Zscaler made an announcement about some of its financial results from its coming fiscal third-quarter report for the period that ended April 30. The company expects revenue to be between $415 million and $419 million, which compares quite favorable to prior guidance from Zscaler for between $396 million and $398 million in sales. Similarly, it now expects slightly higher adjusted operating income than it suggested in previous guidance, with new projections calling for between $60 million and $64 million.

Also of interest was the fact that Zscaler sees calculated bookings rising 38% to 39% year over year. That runs counter to the perception that businesses might be pulling back on their spending on technology. Full-year guidance got modest increases as well.

For a long time, technology stocks like Zscaler have struggled as investors tried to figure out proper valuations in light of the potential for slowing growth. However, if Zscaler can keep its business robust even when other software platform peers struggle, it could prompt a further recovery in the stock price.
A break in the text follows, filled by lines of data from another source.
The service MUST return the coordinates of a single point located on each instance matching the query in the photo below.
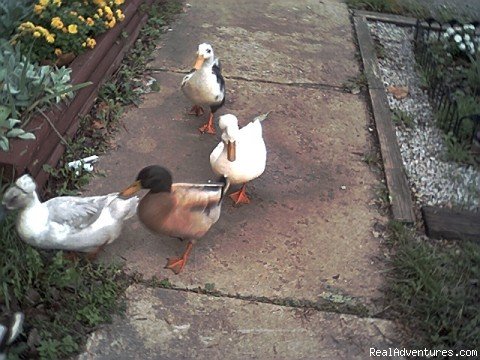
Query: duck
(9, 332)
(177, 210)
(71, 223)
(241, 155)
(205, 85)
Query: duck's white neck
(208, 62)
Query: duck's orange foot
(176, 265)
(196, 110)
(240, 196)
(208, 128)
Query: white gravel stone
(434, 181)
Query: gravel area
(433, 180)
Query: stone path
(296, 274)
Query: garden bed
(93, 66)
(438, 209)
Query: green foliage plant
(26, 87)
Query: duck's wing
(77, 212)
(198, 196)
(217, 71)
(187, 77)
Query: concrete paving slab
(281, 41)
(168, 324)
(307, 232)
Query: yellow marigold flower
(72, 29)
(42, 31)
(120, 15)
(111, 23)
(57, 23)
(91, 43)
(37, 9)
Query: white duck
(205, 85)
(71, 223)
(241, 156)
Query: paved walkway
(298, 273)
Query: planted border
(95, 66)
(436, 219)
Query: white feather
(251, 153)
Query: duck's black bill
(3, 213)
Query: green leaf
(4, 112)
(4, 143)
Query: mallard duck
(8, 333)
(181, 210)
(70, 223)
(205, 85)
(241, 155)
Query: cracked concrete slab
(308, 231)
(169, 324)
(279, 41)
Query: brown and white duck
(180, 210)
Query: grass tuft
(435, 290)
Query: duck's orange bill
(231, 151)
(199, 62)
(132, 189)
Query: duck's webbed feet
(240, 196)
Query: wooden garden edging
(399, 191)
(96, 66)
(439, 222)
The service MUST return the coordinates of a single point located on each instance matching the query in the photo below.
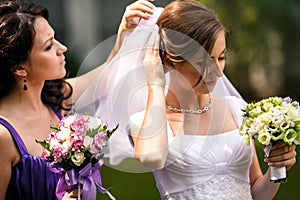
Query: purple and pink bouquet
(269, 121)
(76, 147)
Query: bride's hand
(140, 9)
(152, 61)
(282, 154)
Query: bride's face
(204, 79)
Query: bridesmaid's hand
(73, 195)
(282, 154)
(140, 9)
(152, 61)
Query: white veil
(121, 89)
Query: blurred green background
(263, 59)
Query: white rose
(54, 142)
(94, 123)
(88, 141)
(63, 134)
(78, 158)
(264, 137)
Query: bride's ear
(165, 59)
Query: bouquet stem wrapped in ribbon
(75, 148)
(269, 121)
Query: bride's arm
(261, 186)
(150, 140)
(139, 9)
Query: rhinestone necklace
(180, 110)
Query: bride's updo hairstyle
(185, 25)
(16, 42)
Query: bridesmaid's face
(47, 60)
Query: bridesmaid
(35, 93)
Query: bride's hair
(192, 20)
(16, 41)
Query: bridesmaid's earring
(25, 86)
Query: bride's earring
(25, 86)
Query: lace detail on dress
(221, 187)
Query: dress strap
(58, 114)
(16, 137)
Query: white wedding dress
(205, 167)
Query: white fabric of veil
(121, 89)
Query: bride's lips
(63, 62)
(211, 83)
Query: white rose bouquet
(75, 148)
(269, 121)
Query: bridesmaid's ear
(20, 71)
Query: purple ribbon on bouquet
(88, 177)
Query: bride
(181, 113)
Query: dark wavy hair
(16, 42)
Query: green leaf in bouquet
(290, 136)
(277, 136)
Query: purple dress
(30, 177)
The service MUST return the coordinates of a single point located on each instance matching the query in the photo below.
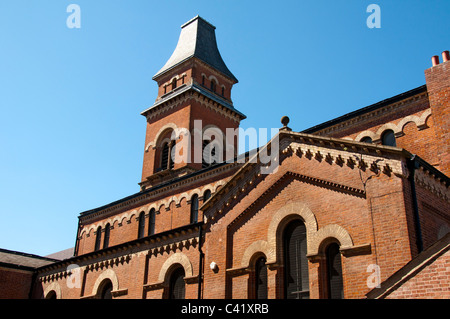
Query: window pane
(296, 263)
(141, 225)
(194, 209)
(151, 223)
(177, 285)
(261, 278)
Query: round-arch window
(51, 295)
(177, 285)
(106, 290)
(388, 138)
(366, 140)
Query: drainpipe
(200, 267)
(413, 165)
(75, 253)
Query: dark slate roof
(19, 260)
(63, 254)
(367, 109)
(197, 39)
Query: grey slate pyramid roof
(197, 39)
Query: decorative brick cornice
(153, 194)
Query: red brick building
(330, 212)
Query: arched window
(151, 221)
(334, 272)
(206, 195)
(106, 289)
(296, 277)
(166, 160)
(141, 229)
(209, 156)
(366, 139)
(213, 85)
(107, 233)
(51, 295)
(194, 208)
(174, 84)
(177, 285)
(98, 238)
(165, 156)
(261, 278)
(388, 138)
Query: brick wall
(438, 86)
(15, 283)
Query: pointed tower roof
(197, 39)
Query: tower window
(174, 84)
(194, 209)
(388, 138)
(213, 85)
(151, 222)
(106, 239)
(206, 195)
(141, 225)
(166, 160)
(98, 238)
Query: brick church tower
(194, 95)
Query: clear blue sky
(71, 133)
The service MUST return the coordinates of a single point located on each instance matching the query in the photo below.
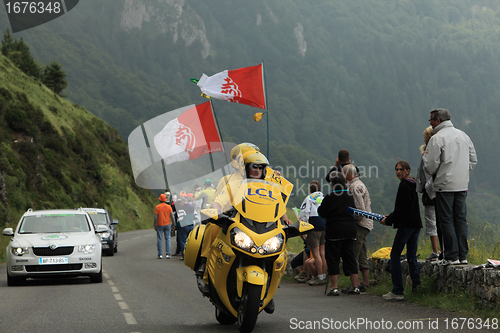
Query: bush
(16, 119)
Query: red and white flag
(244, 85)
(189, 136)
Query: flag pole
(220, 136)
(267, 107)
(151, 155)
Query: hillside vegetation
(56, 154)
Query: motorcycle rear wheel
(223, 318)
(249, 308)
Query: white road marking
(130, 318)
(123, 305)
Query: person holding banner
(364, 225)
(405, 218)
(340, 234)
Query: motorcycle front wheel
(249, 308)
(223, 318)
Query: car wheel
(96, 278)
(15, 281)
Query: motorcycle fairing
(251, 274)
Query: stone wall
(484, 282)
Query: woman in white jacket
(315, 238)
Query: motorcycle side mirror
(298, 228)
(212, 215)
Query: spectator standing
(424, 186)
(449, 158)
(340, 234)
(405, 218)
(316, 237)
(363, 225)
(162, 226)
(343, 159)
(185, 223)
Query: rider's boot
(270, 307)
(201, 268)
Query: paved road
(143, 294)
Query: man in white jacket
(449, 158)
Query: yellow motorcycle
(248, 257)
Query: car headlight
(19, 251)
(273, 244)
(106, 235)
(89, 248)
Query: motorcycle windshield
(260, 200)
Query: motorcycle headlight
(273, 244)
(19, 251)
(242, 240)
(89, 248)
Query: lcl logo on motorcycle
(219, 262)
(261, 192)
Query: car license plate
(55, 260)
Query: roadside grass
(483, 245)
(459, 302)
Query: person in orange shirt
(162, 225)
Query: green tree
(55, 78)
(19, 52)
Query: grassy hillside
(55, 154)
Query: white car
(48, 243)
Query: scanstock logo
(231, 88)
(185, 138)
(28, 14)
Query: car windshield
(97, 218)
(51, 223)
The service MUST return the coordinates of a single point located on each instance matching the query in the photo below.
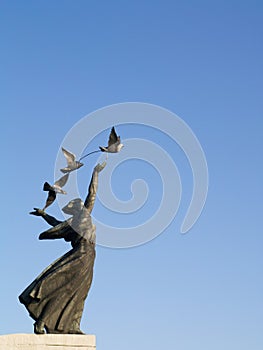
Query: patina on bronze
(55, 299)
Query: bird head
(73, 207)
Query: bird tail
(47, 187)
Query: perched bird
(114, 143)
(73, 164)
(53, 190)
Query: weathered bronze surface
(55, 299)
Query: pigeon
(73, 164)
(114, 143)
(53, 190)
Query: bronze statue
(55, 299)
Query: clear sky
(60, 61)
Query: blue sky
(61, 60)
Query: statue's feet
(39, 327)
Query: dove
(114, 143)
(73, 164)
(53, 190)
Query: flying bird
(73, 164)
(53, 190)
(114, 143)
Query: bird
(53, 190)
(73, 164)
(114, 143)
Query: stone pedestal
(47, 342)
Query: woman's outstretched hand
(37, 212)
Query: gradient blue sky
(61, 60)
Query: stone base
(47, 342)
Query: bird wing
(62, 181)
(69, 156)
(50, 199)
(113, 137)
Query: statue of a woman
(55, 299)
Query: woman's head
(73, 207)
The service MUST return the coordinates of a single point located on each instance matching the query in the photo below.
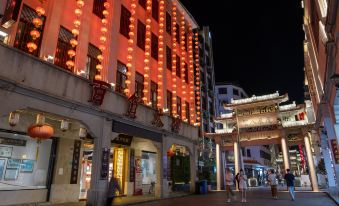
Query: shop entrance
(117, 167)
(179, 166)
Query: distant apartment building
(207, 78)
(224, 92)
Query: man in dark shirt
(290, 183)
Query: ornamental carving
(157, 120)
(176, 123)
(98, 92)
(133, 102)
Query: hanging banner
(138, 177)
(104, 164)
(75, 162)
(131, 166)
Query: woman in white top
(243, 185)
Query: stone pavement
(256, 197)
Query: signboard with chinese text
(335, 150)
(138, 177)
(123, 139)
(257, 110)
(75, 162)
(104, 164)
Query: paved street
(261, 197)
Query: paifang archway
(262, 120)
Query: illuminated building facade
(115, 81)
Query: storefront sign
(14, 142)
(131, 166)
(123, 139)
(138, 177)
(75, 162)
(256, 110)
(11, 13)
(335, 150)
(104, 164)
(98, 92)
(259, 129)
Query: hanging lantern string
(130, 49)
(191, 74)
(147, 51)
(161, 53)
(35, 33)
(197, 74)
(75, 31)
(183, 66)
(103, 39)
(174, 59)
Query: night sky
(258, 44)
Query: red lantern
(41, 132)
(170, 153)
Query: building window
(169, 101)
(98, 8)
(168, 23)
(248, 153)
(222, 90)
(63, 45)
(25, 26)
(154, 94)
(265, 155)
(141, 35)
(235, 92)
(168, 58)
(154, 47)
(179, 106)
(20, 165)
(155, 9)
(178, 67)
(186, 73)
(187, 111)
(121, 77)
(142, 3)
(124, 21)
(139, 84)
(92, 61)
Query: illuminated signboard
(257, 110)
(335, 150)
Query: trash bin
(203, 187)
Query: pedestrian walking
(289, 177)
(229, 182)
(112, 188)
(272, 179)
(243, 185)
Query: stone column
(327, 159)
(312, 172)
(222, 172)
(97, 194)
(285, 152)
(236, 160)
(332, 134)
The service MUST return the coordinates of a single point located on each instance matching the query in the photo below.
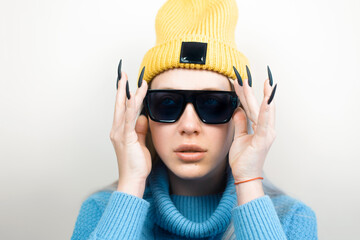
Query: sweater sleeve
(123, 218)
(303, 224)
(257, 219)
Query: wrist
(249, 191)
(132, 187)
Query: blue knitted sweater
(160, 215)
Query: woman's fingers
(266, 122)
(247, 98)
(140, 95)
(238, 85)
(120, 102)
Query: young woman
(191, 165)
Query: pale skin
(247, 153)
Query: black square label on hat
(193, 52)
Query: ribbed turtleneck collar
(191, 216)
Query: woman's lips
(190, 156)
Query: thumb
(141, 128)
(240, 122)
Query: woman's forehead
(195, 79)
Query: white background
(58, 69)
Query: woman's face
(189, 129)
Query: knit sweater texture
(160, 215)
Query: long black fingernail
(119, 74)
(141, 77)
(249, 76)
(127, 89)
(238, 76)
(272, 94)
(270, 76)
(143, 111)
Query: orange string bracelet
(248, 180)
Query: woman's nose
(189, 121)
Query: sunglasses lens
(215, 107)
(165, 106)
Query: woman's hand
(248, 151)
(128, 136)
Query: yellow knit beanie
(195, 34)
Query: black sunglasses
(212, 107)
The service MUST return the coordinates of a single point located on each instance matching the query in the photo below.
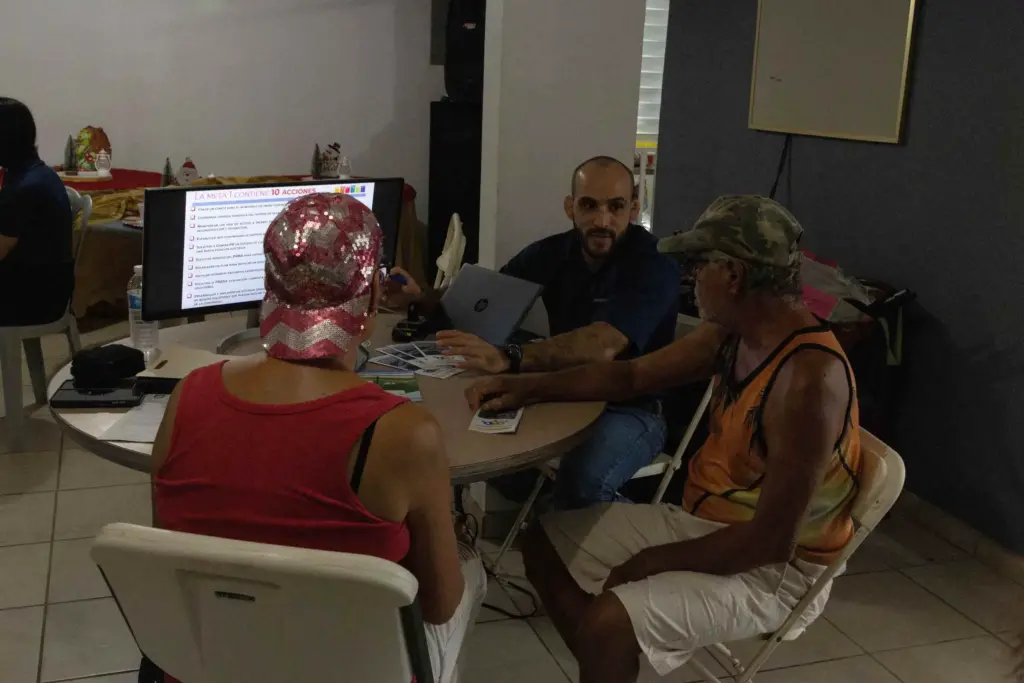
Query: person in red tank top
(292, 447)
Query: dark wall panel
(942, 213)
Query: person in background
(293, 447)
(608, 295)
(767, 503)
(37, 270)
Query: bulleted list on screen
(223, 240)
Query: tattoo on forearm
(590, 344)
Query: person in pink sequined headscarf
(322, 257)
(293, 447)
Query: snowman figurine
(332, 161)
(103, 163)
(187, 173)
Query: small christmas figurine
(167, 177)
(331, 161)
(102, 162)
(187, 173)
(316, 167)
(71, 162)
(89, 142)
Six Flags is riding higher on Monday

Six Flags Entertainment did its best to match Zscaler's success, and its shares rose 21%. The theme park company reported first-quarter financial results that showed how travelers are returning to in-person entertainment venues with a vengeance, and Six Flags believes the summer could bring even better results ahead.

To be clear, Six Flags' numbers weren't universally positive, but the winter quarter is traditionally a tough one for the company. Revenue moved higher by 3% year over year to $142 million. Net loss worsened slightly, however, producing losses of $0.84 per share.

Other key business metrics were also mixed. Attendance fell by 5% to 1.6 million as unfavorable weather patterns in Texas and California were the primary drivers of lower traffic levels. However, those who did make the trip to Six Flags properties were in a mood to spend more, as admissions spending per capita rose 10% and total guest spending was up 7% year over year on a per-capita basis.

Investors ignored the fact that Six Flags had to pay much higher interest rates to refinance debt coming due next year, instead choosing to look at the long-term transformation plans that CEO Selim Bassoul has put in place. With several summer events around the corner, shareholders have high hopes that Six Flags will be back on the rise after taking them for a roller-coaster ride in recent years.